This chapter turns the theory from Chapter 4 (and other chapters) into practice. We show how an application can take advantage of persistent memory by building a persistent memory-aware database storage engine. We use MariaDB (https://mariadb.org/), a popular open source database, as it provides a pluggable storage engine model. The completed storage engine is not intended for production use and does not implement all the features a production quality storage engine should. We implement only the basic functionality to demonstrate how to begin persistent memory programming using a well known database. The intent is to provide you with a more hands-on approach for persistent memory programming so you may enable persistent memory features and functionality within your own application. Our storage engine is left as an optional exercise for you to complete. Doing so would create a new persistent memory storage engine for MariaDB, MySQL, Percona Server, and other derivatives. You may also choose to modify an existing MySQL database storage engine to add persistent memory features, or perhaps choose a different database entirely.

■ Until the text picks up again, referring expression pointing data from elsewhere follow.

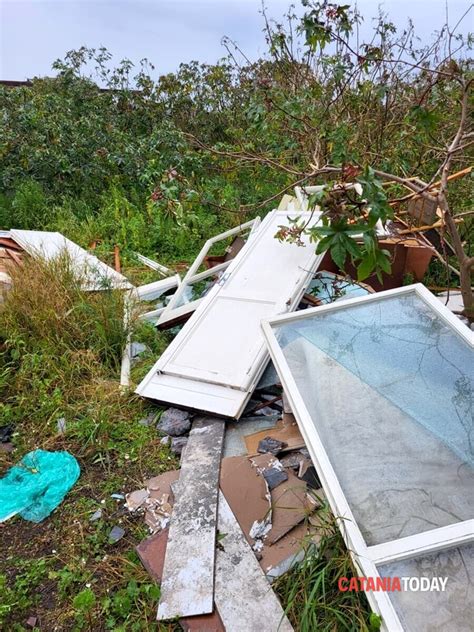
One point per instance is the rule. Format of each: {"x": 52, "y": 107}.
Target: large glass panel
{"x": 389, "y": 387}
{"x": 448, "y": 610}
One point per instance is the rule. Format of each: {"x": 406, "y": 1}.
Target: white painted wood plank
{"x": 154, "y": 265}
{"x": 187, "y": 586}
{"x": 423, "y": 543}
{"x": 366, "y": 558}
{"x": 156, "y": 288}
{"x": 222, "y": 346}
{"x": 95, "y": 274}
{"x": 192, "y": 275}
{"x": 243, "y": 595}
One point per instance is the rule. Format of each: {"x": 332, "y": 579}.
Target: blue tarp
{"x": 37, "y": 485}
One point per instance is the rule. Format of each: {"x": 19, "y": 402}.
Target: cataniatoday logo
{"x": 392, "y": 584}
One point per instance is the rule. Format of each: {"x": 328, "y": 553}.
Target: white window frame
{"x": 366, "y": 558}
{"x": 172, "y": 310}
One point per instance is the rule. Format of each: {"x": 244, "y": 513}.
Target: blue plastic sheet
{"x": 37, "y": 484}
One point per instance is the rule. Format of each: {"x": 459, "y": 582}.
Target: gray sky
{"x": 33, "y": 33}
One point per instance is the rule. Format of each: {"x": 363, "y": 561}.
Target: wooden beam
{"x": 187, "y": 588}
{"x": 244, "y": 598}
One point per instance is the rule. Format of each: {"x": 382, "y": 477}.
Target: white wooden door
{"x": 219, "y": 354}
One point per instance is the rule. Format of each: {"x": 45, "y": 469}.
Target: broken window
{"x": 383, "y": 387}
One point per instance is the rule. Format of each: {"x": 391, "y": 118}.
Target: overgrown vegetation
{"x": 310, "y": 589}
{"x": 111, "y": 156}
{"x": 60, "y": 359}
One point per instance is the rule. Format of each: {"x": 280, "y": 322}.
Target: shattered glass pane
{"x": 449, "y": 610}
{"x": 389, "y": 387}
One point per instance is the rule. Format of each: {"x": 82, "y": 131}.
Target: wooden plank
{"x": 152, "y": 555}
{"x": 217, "y": 358}
{"x": 244, "y": 598}
{"x": 187, "y": 588}
{"x": 94, "y": 274}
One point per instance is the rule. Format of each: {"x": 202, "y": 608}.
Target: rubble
{"x": 269, "y": 490}
{"x": 116, "y": 534}
{"x": 269, "y": 444}
{"x": 174, "y": 422}
{"x": 178, "y": 444}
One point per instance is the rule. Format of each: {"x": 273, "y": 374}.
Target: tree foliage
{"x": 110, "y": 154}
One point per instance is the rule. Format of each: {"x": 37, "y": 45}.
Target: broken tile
{"x": 286, "y": 430}
{"x": 174, "y": 422}
{"x": 289, "y": 507}
{"x": 311, "y": 477}
{"x": 136, "y": 499}
{"x": 269, "y": 444}
{"x": 245, "y": 491}
{"x": 152, "y": 555}
{"x": 242, "y": 593}
{"x": 116, "y": 534}
{"x": 161, "y": 484}
{"x": 274, "y": 477}
{"x": 149, "y": 420}
{"x": 6, "y": 433}
{"x": 235, "y": 431}
{"x": 292, "y": 460}
{"x": 97, "y": 515}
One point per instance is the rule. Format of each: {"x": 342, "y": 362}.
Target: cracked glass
{"x": 448, "y": 610}
{"x": 389, "y": 386}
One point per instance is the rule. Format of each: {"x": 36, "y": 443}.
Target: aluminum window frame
{"x": 172, "y": 309}
{"x": 366, "y": 558}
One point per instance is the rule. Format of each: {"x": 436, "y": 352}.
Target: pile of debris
{"x": 243, "y": 507}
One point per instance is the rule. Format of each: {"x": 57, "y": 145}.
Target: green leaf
{"x": 365, "y": 267}
{"x": 84, "y": 600}
{"x": 339, "y": 254}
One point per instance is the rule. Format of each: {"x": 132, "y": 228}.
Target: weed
{"x": 309, "y": 591}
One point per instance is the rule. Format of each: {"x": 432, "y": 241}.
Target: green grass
{"x": 60, "y": 357}
{"x": 309, "y": 591}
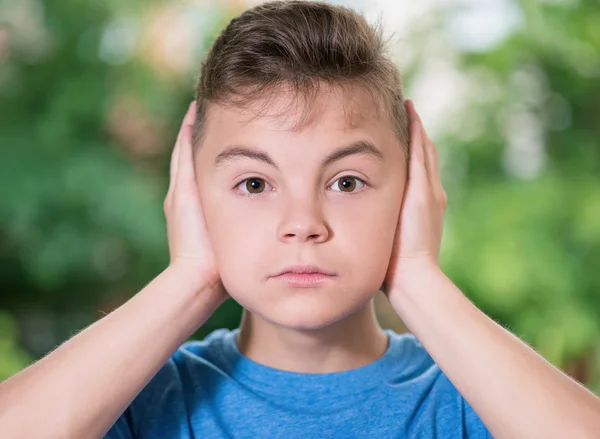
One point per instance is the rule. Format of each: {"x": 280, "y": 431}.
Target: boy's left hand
{"x": 419, "y": 233}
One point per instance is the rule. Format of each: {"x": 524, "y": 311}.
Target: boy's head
{"x": 301, "y": 138}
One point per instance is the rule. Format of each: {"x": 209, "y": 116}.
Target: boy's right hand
{"x": 189, "y": 244}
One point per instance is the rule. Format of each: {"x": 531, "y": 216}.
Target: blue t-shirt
{"x": 208, "y": 389}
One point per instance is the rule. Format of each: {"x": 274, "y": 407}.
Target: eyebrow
{"x": 238, "y": 151}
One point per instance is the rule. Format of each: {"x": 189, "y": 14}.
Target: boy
{"x": 291, "y": 191}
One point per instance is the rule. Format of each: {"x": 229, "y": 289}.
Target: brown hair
{"x": 299, "y": 46}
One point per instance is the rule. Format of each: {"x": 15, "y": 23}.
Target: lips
{"x": 306, "y": 269}
{"x": 304, "y": 276}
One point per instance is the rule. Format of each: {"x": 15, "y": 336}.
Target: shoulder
{"x": 193, "y": 361}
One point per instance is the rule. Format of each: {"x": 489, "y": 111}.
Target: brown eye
{"x": 348, "y": 183}
{"x": 254, "y": 185}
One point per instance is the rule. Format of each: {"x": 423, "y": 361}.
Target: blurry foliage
{"x": 91, "y": 96}
{"x": 12, "y": 357}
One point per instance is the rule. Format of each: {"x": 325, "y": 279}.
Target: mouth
{"x": 304, "y": 276}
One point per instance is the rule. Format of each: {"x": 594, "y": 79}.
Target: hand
{"x": 419, "y": 233}
{"x": 189, "y": 244}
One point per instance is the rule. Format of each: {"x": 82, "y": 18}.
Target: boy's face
{"x": 299, "y": 212}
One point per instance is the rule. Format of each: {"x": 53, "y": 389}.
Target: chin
{"x": 308, "y": 313}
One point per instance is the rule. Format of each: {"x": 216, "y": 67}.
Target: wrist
{"x": 196, "y": 279}
{"x": 415, "y": 277}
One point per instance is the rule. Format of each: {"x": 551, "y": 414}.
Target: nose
{"x": 303, "y": 221}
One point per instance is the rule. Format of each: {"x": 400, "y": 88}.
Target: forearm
{"x": 515, "y": 392}
{"x": 82, "y": 387}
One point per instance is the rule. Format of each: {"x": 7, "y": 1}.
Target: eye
{"x": 348, "y": 183}
{"x": 252, "y": 186}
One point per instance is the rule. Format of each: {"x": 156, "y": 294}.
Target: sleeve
{"x": 121, "y": 429}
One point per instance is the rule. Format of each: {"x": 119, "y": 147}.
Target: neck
{"x": 353, "y": 342}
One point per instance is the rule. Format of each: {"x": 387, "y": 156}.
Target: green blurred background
{"x": 92, "y": 94}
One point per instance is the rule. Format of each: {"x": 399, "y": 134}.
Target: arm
{"x": 80, "y": 389}
{"x": 516, "y": 393}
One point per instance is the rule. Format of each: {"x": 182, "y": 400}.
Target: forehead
{"x": 332, "y": 112}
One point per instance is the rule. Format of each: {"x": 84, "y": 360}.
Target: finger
{"x": 432, "y": 162}
{"x": 185, "y": 171}
{"x": 174, "y": 164}
{"x": 417, "y": 164}
{"x": 188, "y": 119}
{"x": 190, "y": 116}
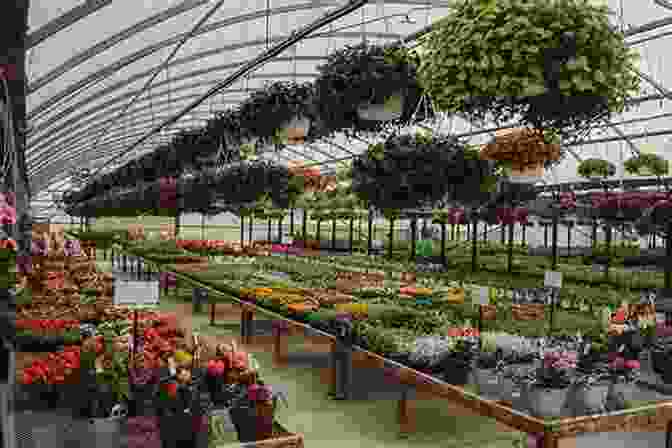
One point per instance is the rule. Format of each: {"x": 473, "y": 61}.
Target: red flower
{"x": 170, "y": 389}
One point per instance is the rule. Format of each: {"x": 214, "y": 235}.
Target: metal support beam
{"x": 85, "y": 117}
{"x": 64, "y": 21}
{"x": 67, "y": 155}
{"x": 256, "y": 63}
{"x": 186, "y": 37}
{"x": 168, "y": 14}
{"x": 43, "y": 152}
{"x": 118, "y": 65}
{"x": 54, "y": 120}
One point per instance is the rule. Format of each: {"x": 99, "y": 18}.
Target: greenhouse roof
{"x": 109, "y": 80}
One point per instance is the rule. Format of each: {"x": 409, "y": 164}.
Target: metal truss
{"x": 53, "y": 121}
{"x": 180, "y": 9}
{"x": 43, "y": 152}
{"x": 64, "y": 21}
{"x": 114, "y": 68}
{"x": 87, "y": 116}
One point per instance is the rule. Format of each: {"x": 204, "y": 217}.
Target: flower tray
{"x": 489, "y": 312}
{"x": 527, "y": 312}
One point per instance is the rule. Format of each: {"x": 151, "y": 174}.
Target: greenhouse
{"x": 279, "y": 224}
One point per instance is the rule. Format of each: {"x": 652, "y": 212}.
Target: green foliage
{"x": 645, "y": 164}
{"x": 494, "y": 51}
{"x": 596, "y": 167}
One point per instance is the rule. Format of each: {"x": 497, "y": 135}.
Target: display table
{"x": 656, "y": 417}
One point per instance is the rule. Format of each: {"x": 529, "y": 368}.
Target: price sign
{"x": 553, "y": 279}
{"x": 129, "y": 293}
{"x": 483, "y": 295}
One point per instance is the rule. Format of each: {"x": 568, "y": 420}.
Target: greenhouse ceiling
{"x": 109, "y": 80}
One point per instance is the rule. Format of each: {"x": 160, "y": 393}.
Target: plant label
{"x": 553, "y": 279}
{"x": 129, "y": 293}
{"x": 483, "y": 297}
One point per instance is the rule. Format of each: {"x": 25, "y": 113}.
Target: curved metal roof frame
{"x": 53, "y": 121}
{"x": 44, "y": 156}
{"x": 147, "y": 51}
{"x": 38, "y": 149}
{"x": 137, "y": 113}
{"x": 95, "y": 50}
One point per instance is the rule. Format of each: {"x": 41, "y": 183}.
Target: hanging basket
{"x": 489, "y": 312}
{"x": 391, "y": 110}
{"x": 528, "y": 311}
{"x": 297, "y": 129}
{"x": 526, "y": 174}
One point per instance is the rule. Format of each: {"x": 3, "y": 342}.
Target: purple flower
{"x": 40, "y": 248}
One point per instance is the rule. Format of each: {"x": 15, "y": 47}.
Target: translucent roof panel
{"x": 90, "y": 98}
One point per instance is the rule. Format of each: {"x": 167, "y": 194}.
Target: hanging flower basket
{"x": 281, "y": 112}
{"x": 511, "y": 81}
{"x": 526, "y": 174}
{"x": 297, "y": 130}
{"x": 364, "y": 86}
{"x": 392, "y": 109}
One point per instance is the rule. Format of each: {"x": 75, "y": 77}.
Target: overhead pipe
{"x": 257, "y": 62}
{"x": 158, "y": 70}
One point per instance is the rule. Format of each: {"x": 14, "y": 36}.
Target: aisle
{"x": 370, "y": 420}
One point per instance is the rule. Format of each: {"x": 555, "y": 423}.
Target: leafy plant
{"x": 647, "y": 163}
{"x": 365, "y": 74}
{"x": 493, "y": 60}
{"x": 265, "y": 112}
{"x": 408, "y": 171}
{"x": 596, "y": 167}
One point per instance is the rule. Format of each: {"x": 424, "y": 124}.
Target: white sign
{"x": 130, "y": 293}
{"x": 483, "y": 295}
{"x": 287, "y": 239}
{"x": 553, "y": 279}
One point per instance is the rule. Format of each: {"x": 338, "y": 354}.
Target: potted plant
{"x": 281, "y": 112}
{"x": 596, "y": 169}
{"x": 589, "y": 74}
{"x": 547, "y": 392}
{"x": 407, "y": 171}
{"x": 457, "y": 363}
{"x": 523, "y": 153}
{"x": 647, "y": 165}
{"x": 365, "y": 85}
{"x": 621, "y": 371}
{"x": 489, "y": 365}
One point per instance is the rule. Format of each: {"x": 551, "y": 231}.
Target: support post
{"x": 474, "y": 245}
{"x": 370, "y": 231}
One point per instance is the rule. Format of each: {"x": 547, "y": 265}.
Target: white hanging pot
{"x": 391, "y": 110}
{"x": 530, "y": 174}
{"x": 296, "y": 129}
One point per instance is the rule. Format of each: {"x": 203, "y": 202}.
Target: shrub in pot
{"x": 495, "y": 60}
{"x": 358, "y": 77}
{"x": 647, "y": 165}
{"x": 408, "y": 170}
{"x": 596, "y": 168}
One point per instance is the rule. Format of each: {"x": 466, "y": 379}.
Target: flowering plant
{"x": 7, "y": 208}
{"x": 40, "y": 248}
{"x": 507, "y": 215}
{"x": 56, "y": 368}
{"x": 620, "y": 368}
{"x": 557, "y": 368}
{"x": 72, "y": 248}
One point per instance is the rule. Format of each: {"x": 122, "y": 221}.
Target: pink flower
{"x": 632, "y": 364}
{"x": 216, "y": 368}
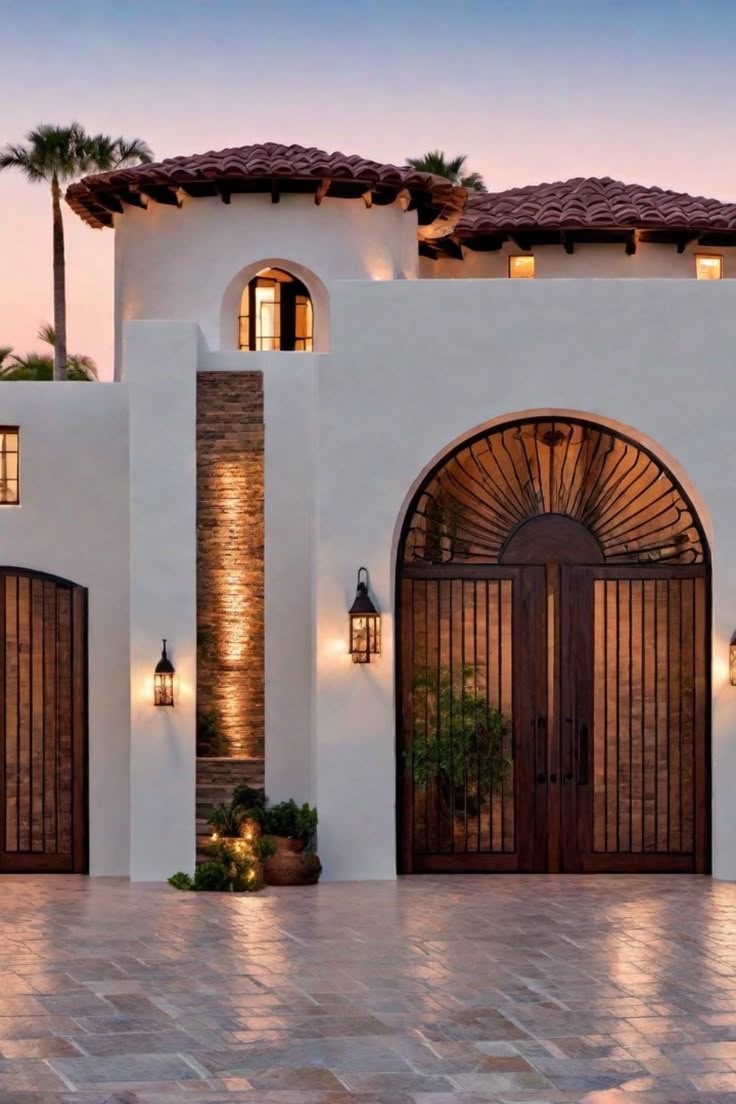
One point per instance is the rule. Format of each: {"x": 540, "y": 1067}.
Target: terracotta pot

We assume that you are familiar with the preceding chapters that covered the fundamentals of the persistent memory programming model and Persistent Memory Development Kit (PMDK). In this chapter, we implement our storage engine using C++ and libpmemobj-cpp from Chapter 8. If you are not a C++ developer, you will still find this information helpful because the fundamentals apply to other languages and applications.

The complete source code for the persistent memory-aware database storage engine can be found on GitHub at https://github.com/pmem/pmdk-examples/tree/master/pmem-mariadb.

The Database Example

A tremendous number of existing applications can be categorized in many ways. For the purpose of this chapter, we explore applications from the common components perspective, including an interface, a business layer, and a store. The interface interacts with the user, the business layer is a tier where the application’s logic is implemented, and the store is where data is kept and processed by the application.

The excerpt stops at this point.